Associate Director of Korean Studies Program

Shorenstein APARC
Encina Hall, Room E301
Stanford University
Stanford, CA 94305-6055

dstraub@stanford.edu
(650) 725-8073 (voice)
(650) 723-6530 (fax)


David Straub was named associate director of the Korean Studies Program at Shorenstein APARC on July 1, 2008. Previously he was a 2007-2008 Pantech Fellow at APARC. Straub is currently writing a book on recent U.S.-South Korean relations. He is also a member of the New Beginnings policy research group on U.S.-South Korean relations, which is co-sponsored by Shorenstein APARC and the New York-based Korea Society.

An educator and commentator on current Northeast Asian affairs, Straub retired from the U.S. Department of State in 2006 as a Senior Foreign Service Officer after a 30-year career focused on Northeast Asian affairs. He worked over 12 years on Korean affairs, first arriving in Seoul in 1979, just months before the assassination of President Park Chung Hee.

Straub served as head of the political section at the U.S. embassy in Seoul from 1999 to 2002 during popular protests against the U.S., and he played a key working-level role in the Six-Party Talks on North Korea's nuclear program as the State Department's Korea country desk director from 2002 to 2004. He also served eight years at the U.S. embassy in Japan. His final assignment was as the State Department's Japan country desk director from 2004 to 2006, when he was co-leader of the U.S. delegation to talks with Japan on the realignment of the U.S.-Japan alliance and of U.S. military bases in Japan.

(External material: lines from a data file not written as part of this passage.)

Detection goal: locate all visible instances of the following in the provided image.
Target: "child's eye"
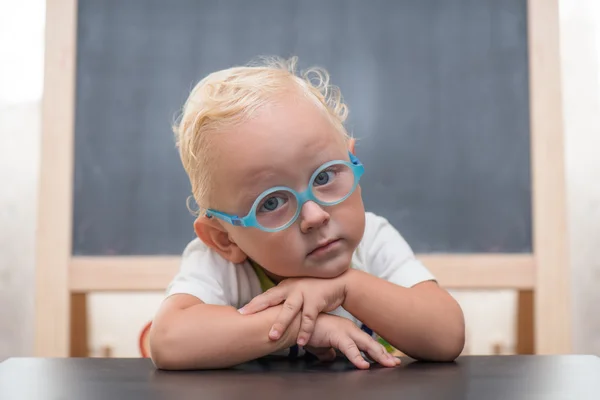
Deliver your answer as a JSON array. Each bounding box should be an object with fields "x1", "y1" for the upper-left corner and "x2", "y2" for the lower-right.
[
  {"x1": 313, "y1": 170, "x2": 335, "y2": 186},
  {"x1": 258, "y1": 196, "x2": 287, "y2": 213}
]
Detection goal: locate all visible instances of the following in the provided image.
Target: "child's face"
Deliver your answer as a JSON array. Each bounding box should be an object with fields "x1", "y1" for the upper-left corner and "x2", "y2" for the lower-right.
[{"x1": 205, "y1": 92, "x2": 366, "y2": 280}]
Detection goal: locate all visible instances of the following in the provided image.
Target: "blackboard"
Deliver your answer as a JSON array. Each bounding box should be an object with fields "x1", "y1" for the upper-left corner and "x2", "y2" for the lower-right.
[{"x1": 72, "y1": 0, "x2": 531, "y2": 255}]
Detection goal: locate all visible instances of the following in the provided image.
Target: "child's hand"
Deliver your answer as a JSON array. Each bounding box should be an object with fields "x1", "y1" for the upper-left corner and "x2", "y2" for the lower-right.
[
  {"x1": 307, "y1": 314, "x2": 400, "y2": 369},
  {"x1": 239, "y1": 275, "x2": 347, "y2": 346},
  {"x1": 304, "y1": 345, "x2": 337, "y2": 362}
]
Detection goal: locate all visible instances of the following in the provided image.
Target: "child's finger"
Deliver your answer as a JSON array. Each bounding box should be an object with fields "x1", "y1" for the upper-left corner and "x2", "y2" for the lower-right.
[
  {"x1": 239, "y1": 287, "x2": 286, "y2": 315},
  {"x1": 296, "y1": 298, "x2": 320, "y2": 346},
  {"x1": 269, "y1": 291, "x2": 304, "y2": 340},
  {"x1": 337, "y1": 336, "x2": 370, "y2": 370},
  {"x1": 351, "y1": 330, "x2": 399, "y2": 368}
]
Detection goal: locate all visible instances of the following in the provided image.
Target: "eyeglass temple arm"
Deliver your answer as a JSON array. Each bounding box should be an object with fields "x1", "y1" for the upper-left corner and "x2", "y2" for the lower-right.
[
  {"x1": 349, "y1": 151, "x2": 362, "y2": 165},
  {"x1": 205, "y1": 210, "x2": 245, "y2": 226}
]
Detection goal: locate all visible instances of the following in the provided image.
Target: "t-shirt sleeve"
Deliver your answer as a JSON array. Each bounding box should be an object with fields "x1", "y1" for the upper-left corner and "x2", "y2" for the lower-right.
[
  {"x1": 358, "y1": 212, "x2": 436, "y2": 288},
  {"x1": 164, "y1": 239, "x2": 298, "y2": 357},
  {"x1": 165, "y1": 238, "x2": 241, "y2": 306}
]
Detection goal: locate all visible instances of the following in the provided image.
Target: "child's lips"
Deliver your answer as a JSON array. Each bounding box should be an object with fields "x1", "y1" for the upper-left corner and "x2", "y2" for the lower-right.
[{"x1": 307, "y1": 239, "x2": 342, "y2": 257}]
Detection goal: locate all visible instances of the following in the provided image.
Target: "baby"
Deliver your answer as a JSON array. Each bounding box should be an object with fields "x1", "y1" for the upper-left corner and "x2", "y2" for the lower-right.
[{"x1": 149, "y1": 56, "x2": 465, "y2": 370}]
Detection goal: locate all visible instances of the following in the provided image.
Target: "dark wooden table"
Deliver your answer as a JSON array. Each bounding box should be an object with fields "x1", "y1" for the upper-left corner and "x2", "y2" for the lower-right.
[{"x1": 1, "y1": 355, "x2": 599, "y2": 399}]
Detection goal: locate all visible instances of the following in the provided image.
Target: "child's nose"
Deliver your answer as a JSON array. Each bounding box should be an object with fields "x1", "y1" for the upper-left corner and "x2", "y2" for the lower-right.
[{"x1": 299, "y1": 201, "x2": 330, "y2": 233}]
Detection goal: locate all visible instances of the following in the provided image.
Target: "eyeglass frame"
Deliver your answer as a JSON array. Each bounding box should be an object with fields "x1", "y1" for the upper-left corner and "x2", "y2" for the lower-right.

After leaving the Department of State, Straub taught U.S.-Korean relations at The Johns Hopkins University's School of Advanced International Studies (SAIS) in the fall of 2006 and at the Graduate School of International Studies (GSIS) of Seoul National University in spring 2007. He has published a number of papers on U.S.-Korean relations. His foreign languages are Korean, Japanese, and German.